The Short-Term Case for GoPro Stock

And so I can see the case for GPRO stock as a trade ahead of earnings. GoPro probably doesn’t need to show that much in the report. If the company can maintain full-year guidance, it will convince investors that the HERO8 delay is relatively unimportant. It’s worth noting in that context that the GPRO stock price was above $5 before that cut was made. A return to those levels would suggest 10%-plus upside from current levels.

A solid earnings report also allows takeover speculation to keep running for at least the rest of the year. Fourth-quarter earnings aren’t until February, and the company almost certainly wouldn’t update its outlook until January, if it does so at all.

Simply put, this is a “no news is good news” type of quarter. Even the lowered full-year guidance still suggests progress. Full-year revenue over $1.2 billion would be the company’s highest sales since 2015. Adjusted EPS is expected to return to a profit from 2018’s loss of $0.23.

The GPRO stock price actually cleared $7 back in May, more than 50% above the current price. I’m not sure I’d expect a rally back to those levels in the next two months. But at the least, a solid — and quiet — third-quarter report can keep the recent bounce intact.

The Long-Term Problem for GoPro Stock

All that said, the long-term problem for GPRO stock still holds. I’ve been a bear toward GPRO for years now, and even below $5 I’m not close to ready to turn bullish.
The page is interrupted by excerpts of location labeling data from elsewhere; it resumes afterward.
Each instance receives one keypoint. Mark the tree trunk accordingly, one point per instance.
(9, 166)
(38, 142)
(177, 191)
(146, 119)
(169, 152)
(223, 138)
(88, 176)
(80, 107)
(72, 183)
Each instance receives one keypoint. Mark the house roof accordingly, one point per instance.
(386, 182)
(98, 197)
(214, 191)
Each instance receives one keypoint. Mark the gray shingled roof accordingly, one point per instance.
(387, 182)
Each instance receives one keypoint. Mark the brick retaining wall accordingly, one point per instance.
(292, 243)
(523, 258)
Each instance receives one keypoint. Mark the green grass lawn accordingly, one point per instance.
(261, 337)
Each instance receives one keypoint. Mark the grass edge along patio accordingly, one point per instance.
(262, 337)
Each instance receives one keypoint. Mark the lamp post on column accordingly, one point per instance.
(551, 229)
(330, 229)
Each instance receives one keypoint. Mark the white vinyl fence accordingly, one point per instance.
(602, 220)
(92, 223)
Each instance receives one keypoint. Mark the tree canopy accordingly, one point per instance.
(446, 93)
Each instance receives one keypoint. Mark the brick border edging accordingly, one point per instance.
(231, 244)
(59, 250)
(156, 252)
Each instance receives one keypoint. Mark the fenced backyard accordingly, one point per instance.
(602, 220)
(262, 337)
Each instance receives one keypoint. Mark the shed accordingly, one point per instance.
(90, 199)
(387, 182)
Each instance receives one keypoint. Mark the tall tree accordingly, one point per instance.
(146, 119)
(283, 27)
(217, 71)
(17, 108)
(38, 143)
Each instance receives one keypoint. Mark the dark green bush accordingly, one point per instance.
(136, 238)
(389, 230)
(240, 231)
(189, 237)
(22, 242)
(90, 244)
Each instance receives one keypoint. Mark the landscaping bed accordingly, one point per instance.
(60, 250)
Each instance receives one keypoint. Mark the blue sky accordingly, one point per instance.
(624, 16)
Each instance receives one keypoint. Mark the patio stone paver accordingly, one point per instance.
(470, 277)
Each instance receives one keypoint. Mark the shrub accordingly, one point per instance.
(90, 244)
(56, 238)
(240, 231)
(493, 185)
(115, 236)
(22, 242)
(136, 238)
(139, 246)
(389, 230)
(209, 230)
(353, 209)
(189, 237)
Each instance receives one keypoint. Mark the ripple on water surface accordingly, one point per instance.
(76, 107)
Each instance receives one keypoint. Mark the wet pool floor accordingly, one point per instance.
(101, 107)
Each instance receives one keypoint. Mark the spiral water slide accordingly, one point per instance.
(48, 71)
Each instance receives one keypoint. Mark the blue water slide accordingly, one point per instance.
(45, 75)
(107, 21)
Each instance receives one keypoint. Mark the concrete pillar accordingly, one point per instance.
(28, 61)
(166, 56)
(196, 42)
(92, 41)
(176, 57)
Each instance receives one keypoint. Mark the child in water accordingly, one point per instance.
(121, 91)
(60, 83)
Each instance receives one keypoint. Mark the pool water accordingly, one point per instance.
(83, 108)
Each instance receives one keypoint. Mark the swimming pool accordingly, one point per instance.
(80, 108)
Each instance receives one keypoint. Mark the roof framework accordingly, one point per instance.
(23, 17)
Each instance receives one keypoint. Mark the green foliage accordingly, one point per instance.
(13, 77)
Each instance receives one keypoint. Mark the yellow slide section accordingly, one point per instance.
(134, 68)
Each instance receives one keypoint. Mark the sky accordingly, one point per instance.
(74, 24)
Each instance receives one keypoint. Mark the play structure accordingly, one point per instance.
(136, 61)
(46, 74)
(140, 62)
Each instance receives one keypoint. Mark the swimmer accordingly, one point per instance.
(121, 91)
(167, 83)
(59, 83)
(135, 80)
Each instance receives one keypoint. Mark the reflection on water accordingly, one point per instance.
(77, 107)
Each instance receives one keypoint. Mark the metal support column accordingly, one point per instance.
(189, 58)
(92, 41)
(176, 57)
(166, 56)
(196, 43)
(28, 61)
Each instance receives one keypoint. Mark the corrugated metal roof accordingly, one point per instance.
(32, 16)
After all, significant problems remain. Yes, the company is guiding for adjusted EPS of $0.30-$0.35 this year. But that figure excludes, by the company’s own calculation, $0.27 in share-based compensation. That’s a real cost. Adding that back, GoPro remains barely profitable.

Revenue is growing this year. But that follows three consecutive years of declines (even if those declines admittedly have been modest in the last two years). The midpoint of 2019 guidance still suggests just a 4% increase from 2016 levels. Barely 1% annualized revenue growth in a strong economy is not good enough for a discretionary product.

And profit growth going forward likely depends on revenue. Gross margins are not terribly far from the 36-39% long-term range CFO Brian McGee cited on the Q4 conference call. GoPro already has cut operating expenses, which should decline year-over-year in 2019.

Adjusted EBITDA margins here are thin: about 7% at the midpoint of guidance. And so it doesn’t take much improvement to materially change the profit picture. 200 basis points in improvement, all else equal, increases Adjusted EBITDA by 28%. But it likely gets adjusted EPS to $0.50 — and that in turn suggests a GPRO stock price potentially above $6.

The flipside, however, is that any margin compression sends GoPro back toward breakeven, even on an adjusted basis. Add revenue declines to the mix and the reversal gets even worse.

In other words, this is a pure revenue story at this point. And that’s not yet a story I’m willing to buy. GoPro simply hasn’t proven it can drive consistent top-line growth, or even that it consistently execute.

Solid third-quarter earnings would be a major step toward inspiring confidence on both fronts. But long-term investors should bear in mind that even with a good Q3, there’s still a lot more work left for GoPro to do.

As of this writing, Vince Martin has no positions in any securities mentioned.